Themes

Metamorphosis as a thematic focus

Metamorphosis I: Nature Changes 

One of the themes in my work – Metamorphosis – is inspired by the metamorphosis of insects, as well as personal and spiritual transformation. It follows from the research and visual work that I did for my SAND(SPOOR] performance at the Arts Lounge during the 2012 National Arts Festival, which focused on tracks and marks left on the landscape by human, animal, insect alike.

While exploring ‘metamorphosis’, I realized it fits within a wider theme: 

ORGANISM

There is currently 10-14 million species of life on Earth. An organism is seen as a biotic, living part of the environment. An organism is seen to:

  • be able to respond to stimuli
  • reproduce, grow and develop
  • be self-regulating, achieving a state of homeostasis

I am inspired by the scientific-biological nature, but also the spiritual symbolism, of organisms, landscapes and biotic systems. I believe that

  1.  there should be no division between science, culture and spirituality – the separation that we perceive between science, spirituality, us, nature, other people, animals and everything ‘different’ to us, is just an illusion.
  2.  each human being is an organism, among other organisms, that form an equal and intricate part of the web of life – a system much more complicated, mysterious and magical that we could ever fully understand.

Sub-themes

In exploring and expressing this belief and focus, I am looking at the following elements, sub-themes and organisms in my work:

  • spiderwebs
  • fungi, lichen and moss
  • Gaia, or Mother Earth, as organism and living system
  • GMO – genomes engineered or altered in a lab
  • Soil organisms
  • Water organisms
  • Springtails, which speeds up the recycling of dad plants into usable nutrients
  • Beetles
  • Unicellular and multi-cellular organisms
  • Membranes, layers, skin and silk (from cocoons and webs)
  • Atoms, proteins and life’s building blocks
  • Human within the landscape
  • Plants, angiosperms and biomass
  • Bacterium microorganisms, Mycoplasma gallicepticum.

The largest organism, as well as the smallest organism on the planet is used as inspiration and relates to the concept of macrocosm vs. microcosm – all life deriving from the big bang and each of us made from particles part of the Universe as a whole.

Spoor

We tread unto sand, unto rock, unto grass
And leave marks indented into the memory
Of place, of space, of time…

To be washed, blown and carried away
Through seasons and cycles of change…

Change. Adapt. To conditions in weather,
in a climate becoming increasingly unpredictable
Unstable due to the marks we leave when we tread unto the land
Harshly. Scarring. Penetrating the crust. 

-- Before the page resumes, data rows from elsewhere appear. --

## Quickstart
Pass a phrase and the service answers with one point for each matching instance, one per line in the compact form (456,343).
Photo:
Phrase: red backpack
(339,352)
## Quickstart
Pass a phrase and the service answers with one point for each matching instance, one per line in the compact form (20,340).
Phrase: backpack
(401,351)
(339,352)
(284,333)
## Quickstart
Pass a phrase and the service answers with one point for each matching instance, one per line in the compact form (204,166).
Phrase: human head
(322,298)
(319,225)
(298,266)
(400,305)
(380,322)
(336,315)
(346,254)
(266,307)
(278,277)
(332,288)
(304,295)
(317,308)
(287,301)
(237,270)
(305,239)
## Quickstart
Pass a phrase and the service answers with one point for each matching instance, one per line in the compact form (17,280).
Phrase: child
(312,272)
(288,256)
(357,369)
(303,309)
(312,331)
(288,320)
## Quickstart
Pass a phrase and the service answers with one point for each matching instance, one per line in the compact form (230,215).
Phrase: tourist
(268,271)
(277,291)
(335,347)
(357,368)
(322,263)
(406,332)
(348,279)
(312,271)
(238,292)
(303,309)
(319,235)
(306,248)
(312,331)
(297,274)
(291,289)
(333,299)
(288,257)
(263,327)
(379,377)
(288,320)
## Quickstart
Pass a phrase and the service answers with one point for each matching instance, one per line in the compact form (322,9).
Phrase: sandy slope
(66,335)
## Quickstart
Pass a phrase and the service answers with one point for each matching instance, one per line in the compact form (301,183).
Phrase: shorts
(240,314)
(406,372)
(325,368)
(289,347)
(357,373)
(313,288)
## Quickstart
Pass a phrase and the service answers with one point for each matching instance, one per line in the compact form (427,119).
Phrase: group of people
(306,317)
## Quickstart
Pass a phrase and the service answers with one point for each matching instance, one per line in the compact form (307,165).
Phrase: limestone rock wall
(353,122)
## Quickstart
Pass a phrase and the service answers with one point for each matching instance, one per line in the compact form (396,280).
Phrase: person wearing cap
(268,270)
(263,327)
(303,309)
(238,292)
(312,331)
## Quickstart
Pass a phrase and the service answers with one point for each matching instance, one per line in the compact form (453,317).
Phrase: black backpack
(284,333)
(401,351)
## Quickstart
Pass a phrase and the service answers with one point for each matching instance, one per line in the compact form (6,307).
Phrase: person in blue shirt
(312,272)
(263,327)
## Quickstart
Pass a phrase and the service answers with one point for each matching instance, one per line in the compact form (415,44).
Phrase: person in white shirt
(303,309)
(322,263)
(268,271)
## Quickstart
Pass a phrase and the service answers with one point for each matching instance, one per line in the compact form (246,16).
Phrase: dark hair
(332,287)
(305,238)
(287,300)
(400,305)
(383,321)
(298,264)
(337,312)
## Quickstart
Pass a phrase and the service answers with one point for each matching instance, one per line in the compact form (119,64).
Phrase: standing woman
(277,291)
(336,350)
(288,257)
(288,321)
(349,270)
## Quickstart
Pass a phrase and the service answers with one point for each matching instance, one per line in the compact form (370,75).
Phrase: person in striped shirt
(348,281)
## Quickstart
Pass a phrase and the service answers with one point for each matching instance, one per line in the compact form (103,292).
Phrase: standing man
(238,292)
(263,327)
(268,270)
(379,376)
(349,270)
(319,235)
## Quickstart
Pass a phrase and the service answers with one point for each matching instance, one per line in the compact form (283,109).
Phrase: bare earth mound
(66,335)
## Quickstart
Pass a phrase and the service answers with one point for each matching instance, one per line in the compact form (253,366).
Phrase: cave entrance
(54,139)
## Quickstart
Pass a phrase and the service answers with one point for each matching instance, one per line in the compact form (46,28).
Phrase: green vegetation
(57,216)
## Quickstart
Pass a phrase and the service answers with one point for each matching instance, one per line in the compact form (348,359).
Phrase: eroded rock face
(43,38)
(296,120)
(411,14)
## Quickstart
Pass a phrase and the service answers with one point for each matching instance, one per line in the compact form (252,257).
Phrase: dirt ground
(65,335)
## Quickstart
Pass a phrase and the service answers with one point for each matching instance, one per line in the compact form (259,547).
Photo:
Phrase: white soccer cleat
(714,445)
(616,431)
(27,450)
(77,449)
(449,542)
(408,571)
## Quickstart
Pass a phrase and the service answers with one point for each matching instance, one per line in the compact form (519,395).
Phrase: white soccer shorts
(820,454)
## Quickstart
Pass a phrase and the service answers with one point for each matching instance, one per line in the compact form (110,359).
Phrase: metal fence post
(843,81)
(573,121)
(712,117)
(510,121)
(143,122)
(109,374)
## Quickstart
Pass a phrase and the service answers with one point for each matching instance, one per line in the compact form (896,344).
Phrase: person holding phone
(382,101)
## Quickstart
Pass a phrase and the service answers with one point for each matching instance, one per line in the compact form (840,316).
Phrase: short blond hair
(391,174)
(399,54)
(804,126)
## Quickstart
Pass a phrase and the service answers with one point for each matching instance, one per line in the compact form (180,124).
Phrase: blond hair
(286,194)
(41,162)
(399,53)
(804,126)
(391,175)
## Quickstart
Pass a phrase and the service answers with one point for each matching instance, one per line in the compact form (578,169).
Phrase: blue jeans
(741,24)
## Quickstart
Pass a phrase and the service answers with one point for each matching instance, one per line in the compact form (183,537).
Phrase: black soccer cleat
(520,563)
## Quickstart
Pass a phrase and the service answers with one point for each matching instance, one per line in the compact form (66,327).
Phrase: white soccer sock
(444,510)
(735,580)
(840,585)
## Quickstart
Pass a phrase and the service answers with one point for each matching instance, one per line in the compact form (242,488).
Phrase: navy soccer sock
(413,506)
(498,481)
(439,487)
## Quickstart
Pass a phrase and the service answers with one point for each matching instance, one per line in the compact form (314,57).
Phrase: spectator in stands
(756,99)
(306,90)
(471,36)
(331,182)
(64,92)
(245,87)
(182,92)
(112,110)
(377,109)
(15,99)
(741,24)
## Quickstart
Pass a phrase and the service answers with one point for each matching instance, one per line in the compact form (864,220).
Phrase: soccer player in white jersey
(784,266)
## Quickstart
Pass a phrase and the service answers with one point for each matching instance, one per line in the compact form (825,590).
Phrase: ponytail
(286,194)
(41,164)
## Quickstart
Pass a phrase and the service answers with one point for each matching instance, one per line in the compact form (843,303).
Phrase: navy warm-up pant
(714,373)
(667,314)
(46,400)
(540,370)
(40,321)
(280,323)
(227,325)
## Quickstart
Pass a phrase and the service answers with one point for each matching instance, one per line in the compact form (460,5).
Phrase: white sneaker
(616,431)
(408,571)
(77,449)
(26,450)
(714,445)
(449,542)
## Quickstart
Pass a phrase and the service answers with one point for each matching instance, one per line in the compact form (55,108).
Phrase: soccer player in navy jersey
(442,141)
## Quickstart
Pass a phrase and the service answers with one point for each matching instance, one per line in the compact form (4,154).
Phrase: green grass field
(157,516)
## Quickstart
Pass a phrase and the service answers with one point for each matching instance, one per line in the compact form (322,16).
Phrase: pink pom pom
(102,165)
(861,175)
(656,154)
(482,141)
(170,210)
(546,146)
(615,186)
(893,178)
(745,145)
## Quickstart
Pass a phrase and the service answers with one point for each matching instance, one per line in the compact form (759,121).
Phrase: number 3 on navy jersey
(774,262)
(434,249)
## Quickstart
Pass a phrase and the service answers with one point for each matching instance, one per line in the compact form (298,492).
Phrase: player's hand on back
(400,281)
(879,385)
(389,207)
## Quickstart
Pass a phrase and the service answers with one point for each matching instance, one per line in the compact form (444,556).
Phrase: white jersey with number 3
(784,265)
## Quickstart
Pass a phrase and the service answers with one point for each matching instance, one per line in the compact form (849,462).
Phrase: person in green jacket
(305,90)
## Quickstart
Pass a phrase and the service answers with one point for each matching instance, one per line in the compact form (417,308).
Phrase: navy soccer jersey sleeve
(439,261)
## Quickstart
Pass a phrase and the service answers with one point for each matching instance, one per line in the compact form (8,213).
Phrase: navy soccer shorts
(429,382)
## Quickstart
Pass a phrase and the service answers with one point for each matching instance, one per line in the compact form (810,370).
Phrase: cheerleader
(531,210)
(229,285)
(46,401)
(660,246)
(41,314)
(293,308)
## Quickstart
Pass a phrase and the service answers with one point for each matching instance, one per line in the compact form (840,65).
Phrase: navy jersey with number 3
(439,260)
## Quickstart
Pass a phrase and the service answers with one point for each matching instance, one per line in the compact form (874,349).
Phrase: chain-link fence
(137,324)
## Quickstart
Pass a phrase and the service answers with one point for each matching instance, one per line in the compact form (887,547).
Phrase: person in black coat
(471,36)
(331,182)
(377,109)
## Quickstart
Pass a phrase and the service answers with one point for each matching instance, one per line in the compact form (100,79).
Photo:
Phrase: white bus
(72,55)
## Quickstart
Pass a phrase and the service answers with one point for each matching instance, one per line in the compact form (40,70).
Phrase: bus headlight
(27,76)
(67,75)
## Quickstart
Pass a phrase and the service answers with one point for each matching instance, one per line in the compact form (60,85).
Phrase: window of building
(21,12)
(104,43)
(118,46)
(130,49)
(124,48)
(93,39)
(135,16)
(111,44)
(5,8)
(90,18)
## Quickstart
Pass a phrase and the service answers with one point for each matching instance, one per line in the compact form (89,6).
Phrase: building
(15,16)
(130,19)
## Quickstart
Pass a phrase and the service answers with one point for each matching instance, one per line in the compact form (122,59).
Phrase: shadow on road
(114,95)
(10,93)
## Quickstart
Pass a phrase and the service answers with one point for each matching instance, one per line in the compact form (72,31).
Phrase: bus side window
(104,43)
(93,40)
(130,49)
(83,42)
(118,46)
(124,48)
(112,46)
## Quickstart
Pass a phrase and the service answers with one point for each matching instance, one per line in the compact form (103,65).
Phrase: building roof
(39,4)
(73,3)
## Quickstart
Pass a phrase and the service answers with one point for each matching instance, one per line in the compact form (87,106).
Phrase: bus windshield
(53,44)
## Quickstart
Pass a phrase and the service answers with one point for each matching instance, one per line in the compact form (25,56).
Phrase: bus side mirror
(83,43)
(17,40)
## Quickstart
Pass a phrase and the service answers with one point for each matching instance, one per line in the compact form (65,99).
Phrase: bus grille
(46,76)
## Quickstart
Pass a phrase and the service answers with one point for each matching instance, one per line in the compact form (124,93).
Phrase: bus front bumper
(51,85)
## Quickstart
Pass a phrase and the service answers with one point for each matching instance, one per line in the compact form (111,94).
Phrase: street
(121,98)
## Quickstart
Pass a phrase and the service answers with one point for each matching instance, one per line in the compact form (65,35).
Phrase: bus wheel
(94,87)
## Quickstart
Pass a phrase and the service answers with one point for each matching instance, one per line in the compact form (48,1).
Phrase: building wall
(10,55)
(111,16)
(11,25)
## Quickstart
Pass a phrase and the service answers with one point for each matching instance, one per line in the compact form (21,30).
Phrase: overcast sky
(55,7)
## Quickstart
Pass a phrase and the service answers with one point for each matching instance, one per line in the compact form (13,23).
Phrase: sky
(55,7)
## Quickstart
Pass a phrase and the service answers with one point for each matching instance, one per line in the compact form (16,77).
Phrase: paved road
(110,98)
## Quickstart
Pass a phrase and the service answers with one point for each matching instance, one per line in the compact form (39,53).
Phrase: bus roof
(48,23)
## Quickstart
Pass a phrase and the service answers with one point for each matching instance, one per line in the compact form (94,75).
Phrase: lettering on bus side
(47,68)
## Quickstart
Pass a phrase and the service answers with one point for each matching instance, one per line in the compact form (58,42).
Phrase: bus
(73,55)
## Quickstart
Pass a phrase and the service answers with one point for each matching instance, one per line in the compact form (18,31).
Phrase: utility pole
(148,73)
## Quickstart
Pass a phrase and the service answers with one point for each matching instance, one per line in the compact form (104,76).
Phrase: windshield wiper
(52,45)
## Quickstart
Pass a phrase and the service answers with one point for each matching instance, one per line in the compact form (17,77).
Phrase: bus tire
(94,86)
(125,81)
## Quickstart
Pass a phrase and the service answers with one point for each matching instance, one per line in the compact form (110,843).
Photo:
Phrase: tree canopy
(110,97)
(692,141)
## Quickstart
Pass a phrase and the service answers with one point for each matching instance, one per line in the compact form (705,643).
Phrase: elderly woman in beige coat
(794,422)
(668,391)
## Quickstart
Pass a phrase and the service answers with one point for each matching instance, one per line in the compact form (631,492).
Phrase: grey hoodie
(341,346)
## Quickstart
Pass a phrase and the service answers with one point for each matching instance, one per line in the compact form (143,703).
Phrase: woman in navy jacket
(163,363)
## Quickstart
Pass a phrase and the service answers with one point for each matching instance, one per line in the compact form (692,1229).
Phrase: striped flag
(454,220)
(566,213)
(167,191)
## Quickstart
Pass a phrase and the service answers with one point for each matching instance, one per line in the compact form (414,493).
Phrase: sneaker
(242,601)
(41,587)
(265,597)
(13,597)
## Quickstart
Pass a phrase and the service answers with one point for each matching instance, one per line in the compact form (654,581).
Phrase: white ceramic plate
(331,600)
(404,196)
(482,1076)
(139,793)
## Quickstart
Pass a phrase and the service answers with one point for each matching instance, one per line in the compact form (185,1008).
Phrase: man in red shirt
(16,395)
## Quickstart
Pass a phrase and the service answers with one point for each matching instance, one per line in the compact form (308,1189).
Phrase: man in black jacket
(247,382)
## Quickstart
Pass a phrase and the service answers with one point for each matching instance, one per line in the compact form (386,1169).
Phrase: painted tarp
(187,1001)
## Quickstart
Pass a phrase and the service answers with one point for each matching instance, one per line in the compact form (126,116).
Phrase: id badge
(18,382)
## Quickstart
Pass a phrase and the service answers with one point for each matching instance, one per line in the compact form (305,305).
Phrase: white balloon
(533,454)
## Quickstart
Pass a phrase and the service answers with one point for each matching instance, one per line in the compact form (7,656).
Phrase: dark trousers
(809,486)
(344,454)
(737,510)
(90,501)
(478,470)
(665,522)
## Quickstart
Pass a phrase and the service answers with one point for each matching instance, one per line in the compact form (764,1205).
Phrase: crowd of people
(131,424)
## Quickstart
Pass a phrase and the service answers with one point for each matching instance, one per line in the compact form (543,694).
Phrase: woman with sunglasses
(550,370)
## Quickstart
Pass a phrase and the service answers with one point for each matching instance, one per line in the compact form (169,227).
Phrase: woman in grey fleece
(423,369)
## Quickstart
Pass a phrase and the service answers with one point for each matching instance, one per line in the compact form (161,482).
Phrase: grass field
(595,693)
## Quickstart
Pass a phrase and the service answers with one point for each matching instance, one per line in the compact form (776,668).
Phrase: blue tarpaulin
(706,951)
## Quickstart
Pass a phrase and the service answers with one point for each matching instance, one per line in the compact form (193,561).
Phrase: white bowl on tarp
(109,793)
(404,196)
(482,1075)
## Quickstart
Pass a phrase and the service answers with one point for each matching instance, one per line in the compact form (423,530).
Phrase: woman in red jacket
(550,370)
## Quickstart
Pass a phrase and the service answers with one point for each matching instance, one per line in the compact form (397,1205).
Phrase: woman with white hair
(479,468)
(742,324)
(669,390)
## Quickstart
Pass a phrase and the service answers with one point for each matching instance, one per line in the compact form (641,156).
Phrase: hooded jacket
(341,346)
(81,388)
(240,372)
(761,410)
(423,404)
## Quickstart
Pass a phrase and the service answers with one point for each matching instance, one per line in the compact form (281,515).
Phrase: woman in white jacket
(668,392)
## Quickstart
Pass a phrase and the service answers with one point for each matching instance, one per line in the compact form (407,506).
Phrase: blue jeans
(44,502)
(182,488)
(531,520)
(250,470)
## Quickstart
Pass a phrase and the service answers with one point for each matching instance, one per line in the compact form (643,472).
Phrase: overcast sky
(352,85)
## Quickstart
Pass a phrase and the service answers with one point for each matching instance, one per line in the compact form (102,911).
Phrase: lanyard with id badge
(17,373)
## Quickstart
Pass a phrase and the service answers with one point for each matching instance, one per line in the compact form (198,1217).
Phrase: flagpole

We leave marks on the landscape, whether we want to or not, whether we are consciously aware of it or not. We leave footprints, a track, a spoor. Too often scars, blemishes, stains. Fracking, or Hydraulic Fracturing, inevitably leaves marks on the landscape – on the surface, subterranean, in the air and in the water – all of them detrimental to the health and life of the people, animals and ecological system(s). Fracking has been banned in several countries, but are being considered for enormous areas of the Karoo to extract natural gas from the shale formations. Please support the Treasure the Karoo Action Group who is pivotal in the fight for the people, animals and water of the Karoo.

This conceptual focus was the inspiration of my interactive performance & installation piece SAND(SPOOR], performed at the Arts Lounge during the National Arts Festival in Grahamstown. During my time in Grahamstown I saw the Industrial Karoo – Fear & Loss exhibition for the first time, in which artists take a stand against fracking, and Katie Barnard du Toit’s installation (photos in this review on Litnet) planted the seed for my own sand installations.

This thread also runs through many other projects and artworks, especially my land art or site-specific interventions in the landscape, which is mostly very transient, seeking to NOT make a long-lasting imprint of my activities.

Journeys are also an underlying theme in my work due to my own travels through landscapes (and thus my own personal relationship with the sites I visit), and this theme is evident in my Nuances series – a series of limited edition archival landscape prints on Hahnemuhle.